Muntalkura wattle

Scientific classification
- Kingdom: Plantae
- Clade: Tracheophytes
- Clade: Angiosperms
- Clade: Eudicots
- Clade: Rosids
- Order: Fabales
- Family: Fabaceae
- Subfamily: Caesalpinioideae
- Clade: Mimosoid clade
- Genus: Acacia
- Species: A. exigua
- Binomial name: Acacia exigua I.M.Turner
- Synonyms: Acacia exilis Maslin nom. illeg.; Racosperma exile Pedley;

= Acacia exigua =

- Genus: Acacia
- Species: exigua
- Authority: I.M.Turner
- Synonyms: Acacia exilis Maslin nom. illeg., Racosperma exile Pedley

Species of legume

Acacia exigua, commonly known as muntalkura wattle, and as jonanyong or jananyung by the Kurrama people, is a species of flowering plant in the family Fabaceae and is endemic to northern Western Australia.
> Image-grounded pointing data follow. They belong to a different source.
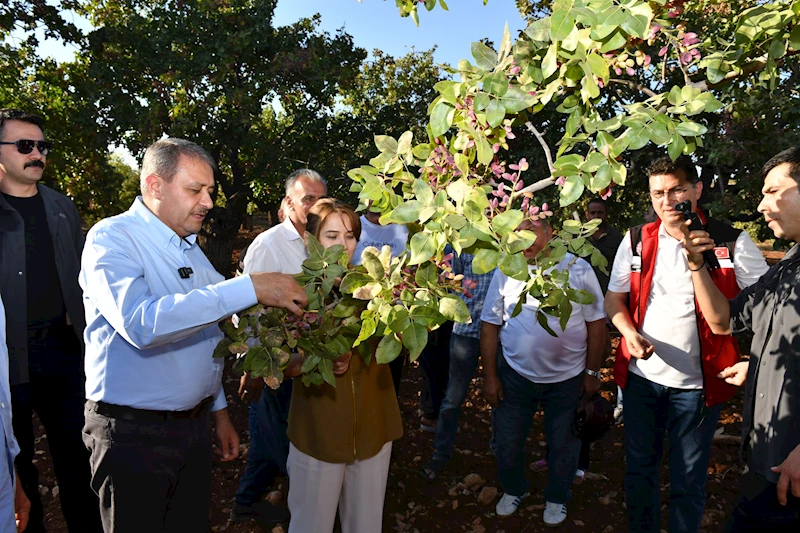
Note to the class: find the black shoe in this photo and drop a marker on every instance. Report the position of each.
(260, 511)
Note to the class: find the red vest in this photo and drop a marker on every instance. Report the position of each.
(716, 351)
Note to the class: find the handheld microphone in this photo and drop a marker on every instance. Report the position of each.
(685, 208)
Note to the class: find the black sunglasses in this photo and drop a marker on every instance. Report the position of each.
(25, 146)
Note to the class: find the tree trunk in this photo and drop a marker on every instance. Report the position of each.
(219, 231)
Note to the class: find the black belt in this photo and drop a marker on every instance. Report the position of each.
(148, 415)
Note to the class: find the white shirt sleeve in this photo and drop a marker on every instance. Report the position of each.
(620, 278)
(748, 261)
(260, 257)
(492, 311)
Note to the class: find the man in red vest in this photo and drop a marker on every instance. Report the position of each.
(669, 359)
(769, 496)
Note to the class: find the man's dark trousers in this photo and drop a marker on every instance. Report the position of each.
(152, 471)
(56, 392)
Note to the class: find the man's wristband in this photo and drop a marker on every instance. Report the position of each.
(593, 373)
(698, 268)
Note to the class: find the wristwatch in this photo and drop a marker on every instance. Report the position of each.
(593, 373)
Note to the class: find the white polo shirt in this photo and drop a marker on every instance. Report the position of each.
(279, 249)
(527, 347)
(670, 322)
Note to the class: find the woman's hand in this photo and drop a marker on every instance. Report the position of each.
(341, 365)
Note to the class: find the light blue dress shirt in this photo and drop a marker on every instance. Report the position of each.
(7, 522)
(150, 334)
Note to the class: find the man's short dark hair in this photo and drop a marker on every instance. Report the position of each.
(664, 166)
(597, 200)
(22, 116)
(790, 156)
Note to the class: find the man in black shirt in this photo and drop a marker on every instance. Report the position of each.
(769, 496)
(40, 249)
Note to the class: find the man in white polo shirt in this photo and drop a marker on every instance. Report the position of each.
(669, 360)
(530, 367)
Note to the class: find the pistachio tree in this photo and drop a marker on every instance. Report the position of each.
(457, 186)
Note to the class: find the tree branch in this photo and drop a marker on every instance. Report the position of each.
(635, 86)
(539, 137)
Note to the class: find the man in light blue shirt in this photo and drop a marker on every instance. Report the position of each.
(14, 505)
(153, 302)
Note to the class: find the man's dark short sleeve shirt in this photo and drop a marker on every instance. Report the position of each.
(770, 309)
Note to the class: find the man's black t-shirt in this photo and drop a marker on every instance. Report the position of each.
(44, 299)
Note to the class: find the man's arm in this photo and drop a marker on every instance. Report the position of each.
(115, 284)
(715, 307)
(492, 388)
(616, 304)
(596, 340)
(226, 435)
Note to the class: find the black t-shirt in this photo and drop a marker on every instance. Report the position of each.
(44, 300)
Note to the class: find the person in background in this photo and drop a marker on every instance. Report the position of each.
(669, 360)
(40, 248)
(396, 237)
(153, 306)
(769, 491)
(524, 365)
(341, 437)
(281, 248)
(464, 354)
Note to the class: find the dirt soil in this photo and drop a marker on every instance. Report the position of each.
(413, 505)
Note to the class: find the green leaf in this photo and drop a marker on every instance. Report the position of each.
(453, 308)
(423, 247)
(598, 66)
(496, 83)
(485, 57)
(407, 212)
(549, 63)
(507, 221)
(514, 266)
(516, 100)
(485, 260)
(495, 113)
(354, 280)
(441, 118)
(388, 349)
(571, 191)
(518, 241)
(415, 337)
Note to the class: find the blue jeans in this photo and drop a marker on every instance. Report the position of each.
(269, 444)
(651, 410)
(512, 420)
(464, 352)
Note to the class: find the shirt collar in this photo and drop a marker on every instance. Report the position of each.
(160, 231)
(293, 234)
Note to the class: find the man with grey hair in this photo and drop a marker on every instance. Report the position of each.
(153, 303)
(281, 248)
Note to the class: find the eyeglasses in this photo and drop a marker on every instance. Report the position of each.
(677, 192)
(25, 146)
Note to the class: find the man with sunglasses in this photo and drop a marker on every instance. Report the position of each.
(669, 360)
(40, 248)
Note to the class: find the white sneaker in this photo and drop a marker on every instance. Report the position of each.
(508, 504)
(554, 513)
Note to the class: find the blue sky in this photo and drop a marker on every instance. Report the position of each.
(377, 24)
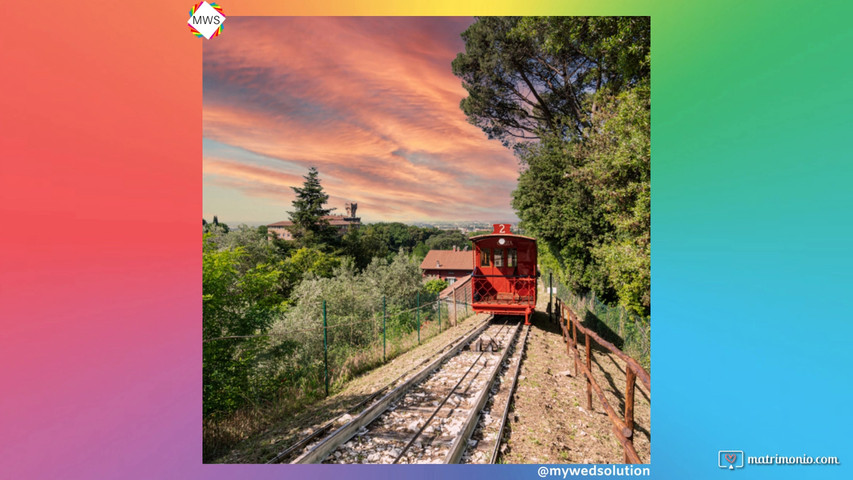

It is a shrub or tree with fibrous grey bark, thread-like, slightly curved to s-shaped phyllodes, spikes of light golden yellow flowers and linear, firmly papery pods.

==Description==
Acacia exigua is a shrub or small tree that typically grows to a height of 3–6 m and normally has a dense crown. It has fibrous grey bark and ribbed, terete and glabrous branchlets. The phyllodes are thread-like, slightly curved to slightly s-shaped, 10–180 mm long and about 1 mm in diameter and finely striated with a delicately curved to hook-shaped tip. The flowers are light golden yellow and borne in two spikes 10–20 mm long in axils on a peduncle 8–13 mm long. Flowering mostly occurs between May and July, and the pods are linear, shallowly curved, firmly papery, up to 90 mm long and 4–5 mm wide, greyish brown, constricted between and slightly raised over the seeds The seeds are oblong to elliptic, 4–5 mm long, slightly shiny brown with a whitish aril on the end.

==Taxonomy==
Acacia exigua was first formally described in 2014 by Ian Mark Turner in Annales Botanici Fennici, replacing Acacia exilis Maslin, an illegitimate name, because it was a homonym of a fossil species. The specific epithet (exigua) means 'small or feeble', referring to the phyllodes.

==Distribution and habitat==
Muntalkura wattle grows on low, rocky hills in iron-rich soils and is confined to the Hamersley Range between Hamersley Station and south-east to Coppin Pool, in the Gascoyne and Pilbara bioregions of northern Western Australia.